Figure 3a Avulsive eyelid injuries involve tissue loss and planning of appropriate lid reconstruction. Penetrating injuries due to sharp objects usually leave all the tissue present, whereas dog bite injuries often have areas of missing tissue (Figure 3a shows the central portion of lid margin missing (absent area of lashes) following a dog bite injury). The lacerated lid can be dealt with in a similar fashion to the eyelid undergoing reconstruction following tumor resection. The tarsus and conjunctiva form the “posterior lamella”, while the skin and orbicularis form the “anterior lamella”. Both anterior and posterior lamella require reconstruction. One should try and replace the missing tissue with tissue of the same consistency. It is important to remember during lid reconstruction that a graft on top of a graft will not survive. Thus, one lamella must always have an intact blood supply while the other lamella can be a free graft without an intact blood supply.

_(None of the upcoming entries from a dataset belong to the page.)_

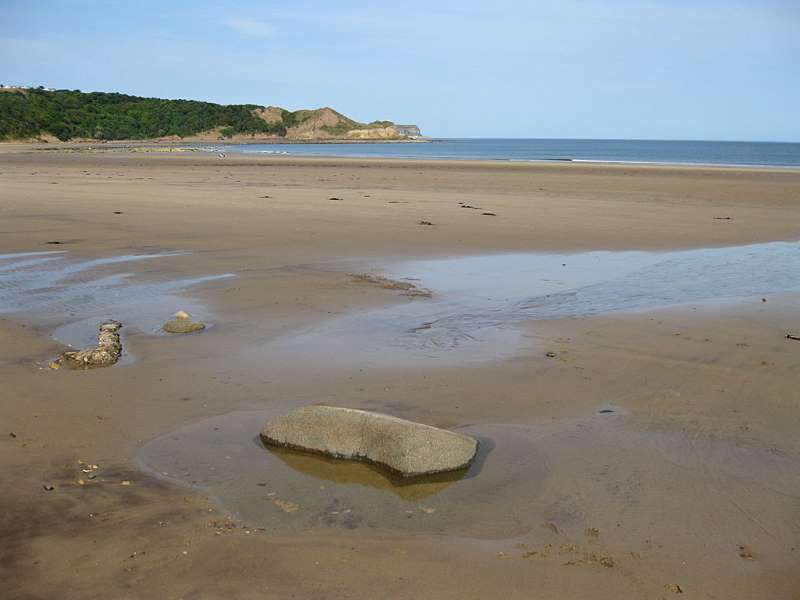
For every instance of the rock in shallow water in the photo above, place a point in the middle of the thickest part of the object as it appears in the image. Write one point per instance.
(408, 448)
(182, 323)
(107, 352)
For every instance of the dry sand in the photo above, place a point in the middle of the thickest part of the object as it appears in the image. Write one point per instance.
(692, 484)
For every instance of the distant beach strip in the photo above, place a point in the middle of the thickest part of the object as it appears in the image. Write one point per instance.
(757, 154)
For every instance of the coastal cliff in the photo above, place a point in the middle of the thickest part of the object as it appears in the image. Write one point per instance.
(38, 114)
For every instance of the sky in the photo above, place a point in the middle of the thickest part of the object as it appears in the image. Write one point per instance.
(620, 69)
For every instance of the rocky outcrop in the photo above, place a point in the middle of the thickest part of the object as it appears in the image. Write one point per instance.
(107, 352)
(375, 133)
(408, 130)
(405, 447)
(182, 323)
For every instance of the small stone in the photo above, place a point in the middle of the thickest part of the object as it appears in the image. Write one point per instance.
(286, 505)
(182, 323)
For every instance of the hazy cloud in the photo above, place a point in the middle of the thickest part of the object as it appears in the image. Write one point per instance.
(251, 27)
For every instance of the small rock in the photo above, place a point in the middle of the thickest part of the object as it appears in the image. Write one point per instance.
(286, 505)
(182, 323)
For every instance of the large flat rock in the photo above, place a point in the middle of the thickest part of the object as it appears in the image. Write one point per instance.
(408, 448)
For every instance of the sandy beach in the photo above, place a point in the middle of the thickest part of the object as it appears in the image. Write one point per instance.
(641, 450)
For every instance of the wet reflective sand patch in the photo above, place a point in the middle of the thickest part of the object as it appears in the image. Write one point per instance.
(51, 285)
(479, 301)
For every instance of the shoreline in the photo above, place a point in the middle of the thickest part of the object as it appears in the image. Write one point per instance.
(601, 430)
(215, 146)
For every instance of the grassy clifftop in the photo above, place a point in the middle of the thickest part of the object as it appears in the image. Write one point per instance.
(70, 115)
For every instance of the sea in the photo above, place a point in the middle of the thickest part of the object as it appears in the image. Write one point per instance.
(760, 154)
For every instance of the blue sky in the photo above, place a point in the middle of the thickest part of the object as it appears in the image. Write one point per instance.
(663, 69)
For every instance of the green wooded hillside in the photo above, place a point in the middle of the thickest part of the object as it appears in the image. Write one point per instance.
(70, 114)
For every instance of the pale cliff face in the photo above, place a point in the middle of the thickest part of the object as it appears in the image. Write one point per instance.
(378, 133)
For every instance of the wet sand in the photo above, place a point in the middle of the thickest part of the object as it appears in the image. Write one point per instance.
(654, 448)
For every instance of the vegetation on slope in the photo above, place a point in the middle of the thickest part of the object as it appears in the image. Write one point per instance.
(68, 114)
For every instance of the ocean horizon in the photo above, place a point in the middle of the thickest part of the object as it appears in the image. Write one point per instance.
(675, 152)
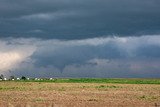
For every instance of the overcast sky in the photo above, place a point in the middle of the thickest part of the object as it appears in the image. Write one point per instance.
(80, 38)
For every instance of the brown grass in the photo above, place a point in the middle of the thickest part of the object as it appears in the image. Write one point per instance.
(30, 94)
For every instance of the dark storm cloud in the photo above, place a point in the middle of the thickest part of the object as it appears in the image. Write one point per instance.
(68, 55)
(95, 57)
(78, 19)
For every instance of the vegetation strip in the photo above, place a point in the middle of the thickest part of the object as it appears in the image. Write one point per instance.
(96, 80)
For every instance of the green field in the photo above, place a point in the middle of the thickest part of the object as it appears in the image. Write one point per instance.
(98, 80)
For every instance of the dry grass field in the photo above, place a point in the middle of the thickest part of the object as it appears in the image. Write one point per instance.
(43, 94)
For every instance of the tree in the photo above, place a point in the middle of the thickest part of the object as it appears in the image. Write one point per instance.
(2, 77)
(23, 78)
(12, 77)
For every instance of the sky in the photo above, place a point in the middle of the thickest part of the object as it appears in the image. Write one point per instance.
(80, 38)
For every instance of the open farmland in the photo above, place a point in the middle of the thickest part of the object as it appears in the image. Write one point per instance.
(81, 93)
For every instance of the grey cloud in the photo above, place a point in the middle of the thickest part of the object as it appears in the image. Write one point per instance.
(95, 57)
(74, 19)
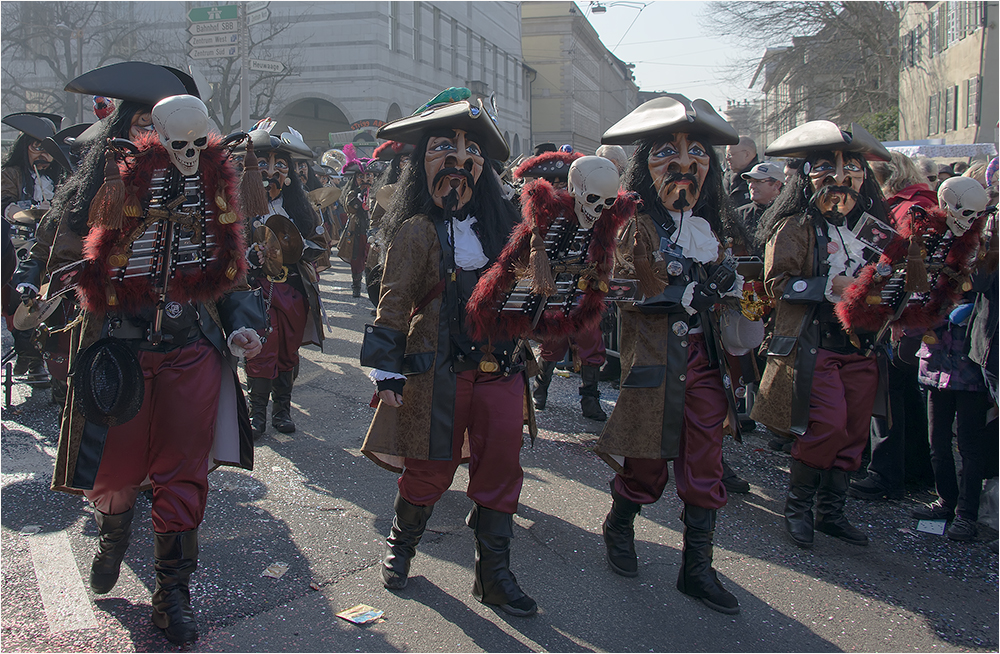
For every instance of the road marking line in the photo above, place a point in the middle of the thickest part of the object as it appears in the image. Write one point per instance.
(67, 606)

Anterior lamellar reconstructive techniques may involve mobilization of surrounding tissue, myocutaneous flaps, pedicle or rotational flaps, and skin grafts. Posterior lamellar reconstructive procedures include free tarsal grafts, sliding tarsoconjunctival flaps, use of tarsal substitutes (e.g. nasal or ear cartilage, hard palate mucosa, banked sclera, and composite grafts from the opposite eyelid. Various eyelid sharing procedures, such as the Cutler-Beard and Hughes techniques, are other well-described reconstruction techniques.
Avulsive injuries with tissue loss can be difficult to repair and a sound knowledge of the lid anatomy as well as various reconstructive techniques is required to achieve a successful result.